Por Diego Curcio
A Copa do Mundo é um período de apoteose para o brasileiro. Clima carnavalesco, festas diárias, ruas coloridas, cerveja em abundância, camisas verde-amarelas, sorrisos nos rostos, feriados em profusão e futebol todos os dias. Para nós, é um aperitivo do Céu na Terra. Contudo, como nos ensina a sabedoria Cristã, todo paraíso tem a sua serpente. Em meio ao ambiente de festa e alegria que se instala no país durante as Olímpiadas do Futebol, uma figura nefasta ganha contornos ainda mais horrendos. Refiro-me a ele: o anátema da brasilidade, a antítese da ginga, o antônimo da alegria, o vira-lata.
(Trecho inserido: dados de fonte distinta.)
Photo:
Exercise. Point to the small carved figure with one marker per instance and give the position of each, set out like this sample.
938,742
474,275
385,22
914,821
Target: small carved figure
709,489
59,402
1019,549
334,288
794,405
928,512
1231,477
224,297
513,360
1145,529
Poucas figuras são tão folclóricas na sociedade brasileira quanto o vira-lata. Mesmo antes da brilhante descrição de Nelson Rodrigues sobre o Complexo de Vira-Lata, esse arquétipo do pessimismo e da autoflagelação nacional já era familiar a qualquer brasileiro. Sejamos francos! Todos conhecemos um vira-lata. É impossível não notá-lo no nosso dia-a-dia. Basta entrar em uma padaria, uma banca de jornal, um táxi, um cabaré, onde quer que haja uma televisão ligada no noticiário, como num passe de mágica, lá estará ele. Em seu rosto, aquela expressão de certeza que apenas os idiotas mais bem maturados conseguem ter. Com seus olhos fitos na televisão, o vira-lata desfere seu bordão: “Isso só acontece no Brasil”.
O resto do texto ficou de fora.